Late on Friday afternoon, the Broadcasting Standards Authority bundled three complaints against The Platform and demanded recordings of three broadcasts. None went out over the airwaves. Every one was on the internet.

Around 12,000 New Zealanders have now written to the Broadcasting Minister through the Free Speech Union's campaign asking him to put the Authority back in its box. The number keeps growing.

"An unelected panel of four people in Wellington is working through a stack of complaints against an independent online publisher it has no statutory authority to regulate," said Jillaine Heather, CEO of the Free Speech Union. "Parliament never gave the Authority the power to hear them."

Every podcast. Every livestream.

The real consequence is not The Platform case alone - it is the precedent. Commentator Liam Hehir spelled out how far the reading reaches: any smartphone or laptop now falls within the definition, meaning any public Zoom webinar or Twitch stream could be treated as a broadcast. The Spinoff's Duncan Greive, no friend of Sean Plunket, called the decision "logically inconsistent" for exempting YouTube and Netflix while reaching for one small independent publisher. Winston Peters, David Seymour and ACT's Laura McClure have all weighed in.

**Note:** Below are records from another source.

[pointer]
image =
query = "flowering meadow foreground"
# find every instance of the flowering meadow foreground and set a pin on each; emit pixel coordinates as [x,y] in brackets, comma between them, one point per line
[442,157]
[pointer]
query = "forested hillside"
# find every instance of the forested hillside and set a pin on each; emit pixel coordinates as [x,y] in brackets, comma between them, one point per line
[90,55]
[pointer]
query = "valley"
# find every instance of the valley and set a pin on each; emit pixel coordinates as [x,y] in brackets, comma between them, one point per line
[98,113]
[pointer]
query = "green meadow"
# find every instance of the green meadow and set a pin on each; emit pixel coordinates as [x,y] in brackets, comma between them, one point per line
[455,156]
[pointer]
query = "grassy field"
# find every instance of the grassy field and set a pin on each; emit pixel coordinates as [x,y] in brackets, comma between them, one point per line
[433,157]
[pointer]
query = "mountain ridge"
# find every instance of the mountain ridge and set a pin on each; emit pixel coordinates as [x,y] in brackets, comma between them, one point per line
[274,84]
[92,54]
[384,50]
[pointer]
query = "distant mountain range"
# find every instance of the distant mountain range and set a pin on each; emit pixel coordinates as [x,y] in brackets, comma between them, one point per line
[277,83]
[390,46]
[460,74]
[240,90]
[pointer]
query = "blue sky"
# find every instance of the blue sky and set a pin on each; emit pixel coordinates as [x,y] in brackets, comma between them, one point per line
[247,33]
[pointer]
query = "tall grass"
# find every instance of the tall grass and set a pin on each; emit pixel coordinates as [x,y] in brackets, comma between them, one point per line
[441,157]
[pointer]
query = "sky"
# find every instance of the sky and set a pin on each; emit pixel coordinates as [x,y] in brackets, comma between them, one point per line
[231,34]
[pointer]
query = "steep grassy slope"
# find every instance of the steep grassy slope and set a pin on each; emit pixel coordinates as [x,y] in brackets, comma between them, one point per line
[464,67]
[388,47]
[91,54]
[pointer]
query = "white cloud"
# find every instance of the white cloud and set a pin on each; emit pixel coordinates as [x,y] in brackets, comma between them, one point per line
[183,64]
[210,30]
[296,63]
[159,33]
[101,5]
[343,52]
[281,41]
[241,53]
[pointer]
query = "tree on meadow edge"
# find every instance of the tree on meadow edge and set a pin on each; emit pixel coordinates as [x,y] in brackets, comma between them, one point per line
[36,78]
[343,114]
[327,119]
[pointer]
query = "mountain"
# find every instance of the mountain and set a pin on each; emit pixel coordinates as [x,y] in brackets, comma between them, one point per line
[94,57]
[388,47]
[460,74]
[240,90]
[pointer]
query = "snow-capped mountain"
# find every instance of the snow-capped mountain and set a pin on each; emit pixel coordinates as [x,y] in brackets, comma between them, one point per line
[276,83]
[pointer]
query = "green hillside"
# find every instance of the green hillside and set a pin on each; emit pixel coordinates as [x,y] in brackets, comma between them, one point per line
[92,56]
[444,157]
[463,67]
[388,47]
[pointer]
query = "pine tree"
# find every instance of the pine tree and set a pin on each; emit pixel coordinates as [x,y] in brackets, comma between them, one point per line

"This kind of mission creep always starts with someone controversial," said Heather. "Today it is Sean Plunket. Tomorrow it is a podcaster with 400 listeners, or a community group on Zoom."

The Minister needs to act 

The Authority has no code for online content, no consultation, and no guidance. It will judge an online publisher against standards it has not defined, using powers Parliament never granted. The Broadcasting Minister has already signalled the Authority will "probably" be scrapped. Probably is not good enough.

The Free Speech Union is calling on Minister Goldsmith to:

Publicly confirm the Broadcasting Act does not extend to online content

Direct the Authority to pause all complaints against online publishers pending legislative clarification

Bring forward the Government's response on the future of the Authority

"If New Zealanders want online speech regulated, that is a conversation for Parliament, in public, with the Bill of Rights Act at its centre," said Heather. "Not a regulator that spent twenty years asking for this power, then claimed it through a single jurisdictional ruling."

ENDS

Notes to editor:

On Friday 17 April 2026 the Broadcasting Standards Authority formally notified The Platform of three complaints from the same complainant, relating to broadcasts on 22 July, 15 October and 20 October 2025.

The Authority's jurisdiction decision (ID2025-063) was published on 1 April 2026 and is the first time the Authority has claimed jurisdiction over an independent online publisher.

The Free Speech Union's petition to the Broadcasting Minister has been running since August 2025. Total signatures to date exceed 11,800.